Other popular bugs making the top 10 list of total submissions include, cross-site scripting flaws, cross site request forgery, broken access control and more.
“Cross-site scripting is commonly believed to be the predominant vulnerability type uncovered through crowdsourced security programs, but the unique nature of the retail industry demonstrates that this isn’t always so,” researchers said. “While cross-site scripting indeed makes the top ten list at 18 percent of total submissions, nearly 50 percent of vulnerabilities are server security misconfigurations and broken authentication, both of which can range in severity.”
Future of Retail Security
The retail industry still has a ways to go in terms of its adoption of security features. In fact, retail bug bounty programs exhibited a slight slower response time to critical vulnerabilities in 2019 versus the cross-industry average for all public and private programs, according to Bugcrowd.
The volume of submissions in retail tends to be higher which likely plays a factor in a slightly lower response time, Baker told Threatpost.

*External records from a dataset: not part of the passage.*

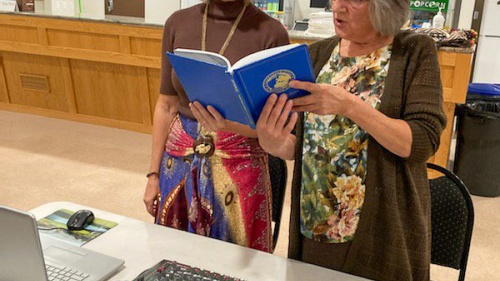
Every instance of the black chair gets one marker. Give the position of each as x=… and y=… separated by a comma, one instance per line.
x=278, y=173
x=452, y=220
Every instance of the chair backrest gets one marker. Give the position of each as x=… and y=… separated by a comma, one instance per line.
x=278, y=173
x=452, y=220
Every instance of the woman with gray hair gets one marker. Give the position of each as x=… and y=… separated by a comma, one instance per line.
x=360, y=194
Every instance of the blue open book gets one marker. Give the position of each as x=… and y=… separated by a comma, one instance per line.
x=239, y=92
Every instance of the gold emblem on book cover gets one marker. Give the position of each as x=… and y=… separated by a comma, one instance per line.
x=278, y=81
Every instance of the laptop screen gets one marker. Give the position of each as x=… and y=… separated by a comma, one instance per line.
x=21, y=255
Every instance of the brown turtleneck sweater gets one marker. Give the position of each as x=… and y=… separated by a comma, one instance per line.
x=183, y=29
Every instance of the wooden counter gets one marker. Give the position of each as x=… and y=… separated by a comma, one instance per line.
x=108, y=73
x=89, y=71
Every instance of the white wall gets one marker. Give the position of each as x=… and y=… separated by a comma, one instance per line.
x=92, y=9
x=466, y=12
x=302, y=9
x=157, y=11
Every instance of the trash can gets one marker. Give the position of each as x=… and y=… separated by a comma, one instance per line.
x=477, y=158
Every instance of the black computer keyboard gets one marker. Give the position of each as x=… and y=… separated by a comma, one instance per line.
x=167, y=270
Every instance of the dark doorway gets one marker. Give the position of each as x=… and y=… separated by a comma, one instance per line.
x=129, y=8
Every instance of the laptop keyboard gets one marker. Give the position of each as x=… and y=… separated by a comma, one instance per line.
x=62, y=273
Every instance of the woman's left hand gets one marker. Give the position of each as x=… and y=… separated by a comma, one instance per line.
x=324, y=99
x=208, y=117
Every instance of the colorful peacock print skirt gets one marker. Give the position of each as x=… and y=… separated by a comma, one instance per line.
x=215, y=184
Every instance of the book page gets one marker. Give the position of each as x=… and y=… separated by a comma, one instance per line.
x=208, y=57
x=262, y=55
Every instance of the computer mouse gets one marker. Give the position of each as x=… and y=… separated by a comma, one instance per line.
x=79, y=220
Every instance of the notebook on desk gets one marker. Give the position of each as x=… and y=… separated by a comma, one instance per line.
x=25, y=255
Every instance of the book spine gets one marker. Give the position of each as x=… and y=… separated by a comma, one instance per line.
x=244, y=104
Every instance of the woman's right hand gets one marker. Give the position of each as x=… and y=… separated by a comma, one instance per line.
x=151, y=195
x=274, y=128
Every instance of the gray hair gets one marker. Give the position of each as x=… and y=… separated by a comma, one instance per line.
x=388, y=16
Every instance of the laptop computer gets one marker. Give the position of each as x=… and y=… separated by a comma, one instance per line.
x=24, y=255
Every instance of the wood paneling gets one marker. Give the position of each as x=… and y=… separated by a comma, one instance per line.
x=4, y=94
x=18, y=33
x=108, y=90
x=55, y=69
x=145, y=46
x=83, y=40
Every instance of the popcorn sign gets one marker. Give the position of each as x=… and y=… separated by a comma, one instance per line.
x=429, y=5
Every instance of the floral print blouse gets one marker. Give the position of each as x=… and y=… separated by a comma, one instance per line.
x=335, y=151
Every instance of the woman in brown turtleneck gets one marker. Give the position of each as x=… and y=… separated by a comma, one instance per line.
x=224, y=193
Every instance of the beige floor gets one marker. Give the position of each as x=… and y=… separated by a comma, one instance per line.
x=44, y=160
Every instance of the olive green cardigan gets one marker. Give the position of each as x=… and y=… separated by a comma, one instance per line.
x=392, y=241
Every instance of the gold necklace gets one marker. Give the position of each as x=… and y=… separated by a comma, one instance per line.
x=231, y=32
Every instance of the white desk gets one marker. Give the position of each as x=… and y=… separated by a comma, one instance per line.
x=143, y=244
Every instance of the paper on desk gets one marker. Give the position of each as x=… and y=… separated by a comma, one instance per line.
x=59, y=218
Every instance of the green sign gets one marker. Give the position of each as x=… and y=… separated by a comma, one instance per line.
x=429, y=5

Despite that, Baker said he is optimistic about the future of cybersecurity efforts in the retail space,
“Security and privacy are becoming more important to consumers, so much so that consumers won’t shop with a brand if they’ve suffered a security breach,” he told Threatpost. “We can definitely expect this trend to continue to increase, especially in a post-Cambridge Analytica climate.”
Overall, the security of the retail space is drastically changing due to a couple of emerging factors. Those factors include: A shift in buyer behavior that has consumers looking to “protect and stretch their dollar,” an increased focus on digital transformation, and compliancy laws like GDPR, HIPAA and PCI-DSS (standard for storing and transmitting credit card data post-processing).
These factors collectively are leading retailers to increasingly looking to securing their systems as a way to be a differentiator, said Bugcrowd.
“Crowdsourced security adoption among retailers increased by 50% in the last year, demonstrating that this proactive approach to cybersecurity is one of the more cost-effective models recognized in the industry,” Baker said. “We’re also making good headway tackling ‘Crowd fear,’ as organizations are getting more comfortable working with the security researcher community and want to avoid being the next major headline.”